Morris: Which is why you need to develop data warehouses and other tools for predictive modeling and other activities.
Eggbeer: The good news is that there are products being developed that can sit on top of those EMR systems to provide such predictive modeling and other capabilities.
Can you cite any specific examples?
Eggbeer: In Boston, because there’s just one payer involved, and because Blue Cross of Massachusetts is trying to bring transparency of data, they’re sharing data with providers that providers otherwise wouldn’t have access to. In Chicago, Advocate uses a company called Intelligent Healthcare as what I call a clinical performance reporting system—it’s helping them with the registries and data analysis.
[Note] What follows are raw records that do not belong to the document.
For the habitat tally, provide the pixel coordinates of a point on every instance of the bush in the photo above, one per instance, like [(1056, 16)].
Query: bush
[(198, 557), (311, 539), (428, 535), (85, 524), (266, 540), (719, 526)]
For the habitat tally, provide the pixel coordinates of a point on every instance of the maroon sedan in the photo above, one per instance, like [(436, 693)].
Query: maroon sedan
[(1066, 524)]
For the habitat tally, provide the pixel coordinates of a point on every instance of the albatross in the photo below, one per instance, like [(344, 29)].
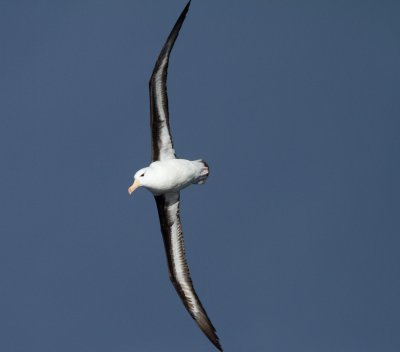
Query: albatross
[(165, 177)]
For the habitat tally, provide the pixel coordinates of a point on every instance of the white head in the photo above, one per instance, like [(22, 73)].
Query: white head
[(140, 180)]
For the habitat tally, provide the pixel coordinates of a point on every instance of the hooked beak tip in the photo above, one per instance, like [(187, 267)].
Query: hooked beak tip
[(135, 185)]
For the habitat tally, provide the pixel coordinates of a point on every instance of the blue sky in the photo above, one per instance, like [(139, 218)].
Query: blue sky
[(293, 243)]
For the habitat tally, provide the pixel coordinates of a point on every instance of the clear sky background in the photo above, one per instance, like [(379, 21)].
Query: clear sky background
[(293, 243)]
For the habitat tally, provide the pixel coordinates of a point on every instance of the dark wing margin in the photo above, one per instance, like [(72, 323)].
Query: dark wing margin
[(162, 146), (171, 228)]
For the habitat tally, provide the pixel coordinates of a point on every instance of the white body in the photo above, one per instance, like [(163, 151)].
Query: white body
[(171, 175)]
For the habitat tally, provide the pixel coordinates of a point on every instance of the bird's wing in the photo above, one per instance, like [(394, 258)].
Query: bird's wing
[(171, 228), (162, 146)]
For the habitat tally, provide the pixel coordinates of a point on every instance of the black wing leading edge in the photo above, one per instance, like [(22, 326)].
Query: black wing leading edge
[(171, 228), (162, 146)]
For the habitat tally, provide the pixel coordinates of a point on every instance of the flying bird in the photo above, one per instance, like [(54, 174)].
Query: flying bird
[(165, 177)]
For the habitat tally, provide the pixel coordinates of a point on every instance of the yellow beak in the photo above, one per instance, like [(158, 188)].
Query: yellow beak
[(134, 185)]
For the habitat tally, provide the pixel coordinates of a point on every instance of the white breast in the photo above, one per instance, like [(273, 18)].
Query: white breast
[(170, 175)]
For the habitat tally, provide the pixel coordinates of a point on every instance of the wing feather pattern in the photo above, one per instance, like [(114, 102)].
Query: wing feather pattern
[(171, 228), (162, 145)]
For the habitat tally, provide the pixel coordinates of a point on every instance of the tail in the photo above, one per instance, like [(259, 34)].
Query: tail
[(203, 172)]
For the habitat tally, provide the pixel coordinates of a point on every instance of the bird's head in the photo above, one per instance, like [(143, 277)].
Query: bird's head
[(139, 180)]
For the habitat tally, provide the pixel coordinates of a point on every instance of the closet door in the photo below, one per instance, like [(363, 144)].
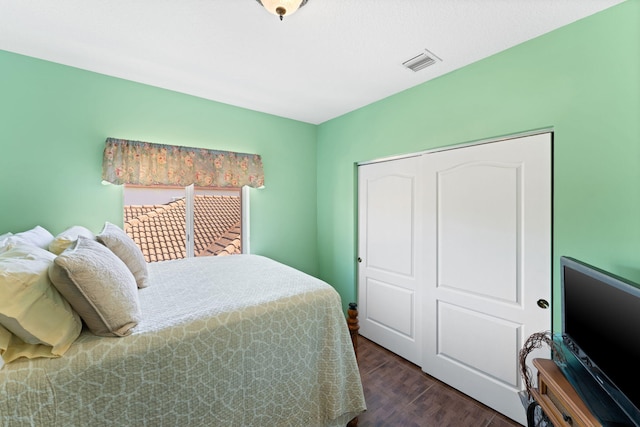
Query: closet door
[(487, 216), (389, 273)]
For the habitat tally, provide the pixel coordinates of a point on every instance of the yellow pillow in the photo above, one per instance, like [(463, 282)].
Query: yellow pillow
[(12, 348), (30, 307), (63, 240)]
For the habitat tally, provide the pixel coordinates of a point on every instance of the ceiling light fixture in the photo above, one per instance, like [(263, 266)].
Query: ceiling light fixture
[(282, 7)]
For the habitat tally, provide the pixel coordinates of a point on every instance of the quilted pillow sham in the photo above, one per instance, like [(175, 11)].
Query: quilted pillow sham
[(99, 287), (119, 242), (30, 307)]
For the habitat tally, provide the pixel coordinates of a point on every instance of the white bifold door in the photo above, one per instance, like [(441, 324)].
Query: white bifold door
[(390, 265), (482, 257)]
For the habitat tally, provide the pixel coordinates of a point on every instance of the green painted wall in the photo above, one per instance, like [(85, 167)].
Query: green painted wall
[(53, 123), (583, 80)]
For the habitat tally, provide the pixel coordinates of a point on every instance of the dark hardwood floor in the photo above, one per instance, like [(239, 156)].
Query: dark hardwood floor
[(398, 393)]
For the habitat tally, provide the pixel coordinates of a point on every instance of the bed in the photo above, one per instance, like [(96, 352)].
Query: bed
[(222, 341)]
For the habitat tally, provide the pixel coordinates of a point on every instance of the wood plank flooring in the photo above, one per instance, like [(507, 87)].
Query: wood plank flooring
[(398, 393)]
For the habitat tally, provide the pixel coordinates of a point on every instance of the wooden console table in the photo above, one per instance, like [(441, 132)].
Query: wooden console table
[(558, 399)]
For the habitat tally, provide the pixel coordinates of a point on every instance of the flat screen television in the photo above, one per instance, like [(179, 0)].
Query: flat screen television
[(601, 330)]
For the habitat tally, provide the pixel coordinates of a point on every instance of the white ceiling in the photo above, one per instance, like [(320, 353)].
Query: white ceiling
[(331, 57)]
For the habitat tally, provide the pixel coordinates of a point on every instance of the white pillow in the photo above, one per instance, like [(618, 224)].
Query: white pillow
[(30, 307), (99, 286), (114, 238), (63, 240), (38, 236)]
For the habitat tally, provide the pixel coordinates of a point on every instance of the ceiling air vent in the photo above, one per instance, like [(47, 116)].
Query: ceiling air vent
[(421, 61)]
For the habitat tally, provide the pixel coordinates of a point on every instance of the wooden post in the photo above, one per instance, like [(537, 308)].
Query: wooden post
[(354, 326)]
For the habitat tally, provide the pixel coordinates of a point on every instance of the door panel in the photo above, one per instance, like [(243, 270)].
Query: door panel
[(487, 216), (388, 275)]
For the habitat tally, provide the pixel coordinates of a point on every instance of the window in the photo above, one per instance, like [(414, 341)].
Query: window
[(178, 222)]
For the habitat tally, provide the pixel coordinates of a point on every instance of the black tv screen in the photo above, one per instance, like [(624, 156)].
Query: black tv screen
[(600, 325)]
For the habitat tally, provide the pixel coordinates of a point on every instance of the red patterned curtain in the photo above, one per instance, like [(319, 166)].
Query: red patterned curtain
[(144, 163)]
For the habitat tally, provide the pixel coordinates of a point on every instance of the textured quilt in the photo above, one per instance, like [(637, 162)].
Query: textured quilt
[(224, 341)]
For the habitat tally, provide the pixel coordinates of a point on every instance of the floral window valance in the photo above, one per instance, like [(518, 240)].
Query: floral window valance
[(144, 163)]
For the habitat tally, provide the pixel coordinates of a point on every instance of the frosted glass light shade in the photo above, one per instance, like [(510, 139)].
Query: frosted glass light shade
[(282, 8)]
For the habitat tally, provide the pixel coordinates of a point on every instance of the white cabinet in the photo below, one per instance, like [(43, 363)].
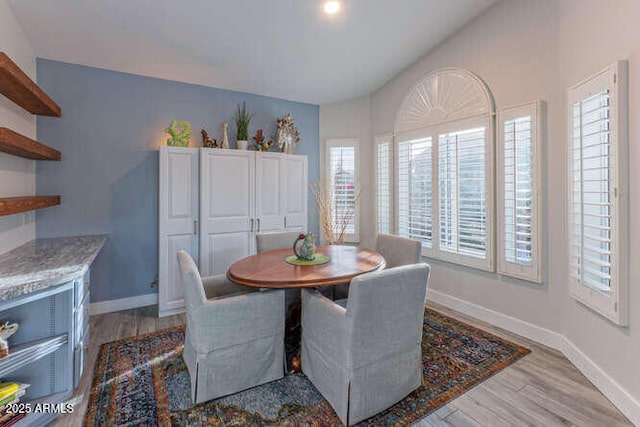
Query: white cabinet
[(178, 216), (270, 192), (295, 190), (233, 194), (227, 208)]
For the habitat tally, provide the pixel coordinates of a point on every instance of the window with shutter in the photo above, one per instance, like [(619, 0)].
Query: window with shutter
[(462, 199), (342, 182), (414, 190), (384, 155), (597, 193), (444, 168), (518, 206)]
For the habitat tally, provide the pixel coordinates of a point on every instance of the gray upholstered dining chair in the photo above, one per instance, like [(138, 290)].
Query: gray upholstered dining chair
[(235, 335), (396, 251), (364, 354)]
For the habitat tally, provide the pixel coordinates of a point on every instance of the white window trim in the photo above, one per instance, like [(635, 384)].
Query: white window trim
[(345, 142), (386, 138), (532, 273), (614, 306), (486, 121)]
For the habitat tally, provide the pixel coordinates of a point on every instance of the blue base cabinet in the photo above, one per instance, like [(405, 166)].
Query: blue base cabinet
[(50, 347)]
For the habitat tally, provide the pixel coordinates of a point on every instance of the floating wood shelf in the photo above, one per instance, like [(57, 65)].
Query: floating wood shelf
[(19, 145), (18, 87), (14, 205)]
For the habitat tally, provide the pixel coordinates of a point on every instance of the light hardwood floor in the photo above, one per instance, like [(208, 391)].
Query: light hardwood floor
[(542, 389)]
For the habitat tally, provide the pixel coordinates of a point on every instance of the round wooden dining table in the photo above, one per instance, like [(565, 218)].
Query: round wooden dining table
[(270, 269)]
Morris: Actually, they run the systems for them. Eggbeer: It’s an ASP [application service provider] model. And I believe that Allina in Minnesota has recently decided to purchase the same system. Morris: There’s another firm in Boston with a predictive modeling system, called Verisk. They’re being looked at in several markets.
So fundamentally, providers have to move to a higher level, beyond the individual patient level, to the level of population health management and analytics, then, correct?
Eggbeer: Yes. It certainly helps to have an EMR in place, because absent the EMR, you’re really dependent on the use of claims data, which has drawbacks. But if you can pull from the EMR, you’re doing better.
Still, you have to pull from that next ‘meta’ level, correct?
Morris: Absolutely. And the ability to get claims data promptly is essential.
Eggbeer: This is a real learning curve for a lot of provider system IT departments and c-suites, because they’re in the middle of a period in which they’re expending a tremendous amount of money on electronic medical record systems, with the view, understandably, that the EMR will do everything. But you really have to look at the population health level and understand that the EMR won’t provide what you need next.
Morris: And if you have a designated population, you have to have a totally different mindset on this, because you really are taking the next step into population management, and that’s a challenge for senior management and CIOs and physicians to get to that point where they can make that jump. It’s a big step.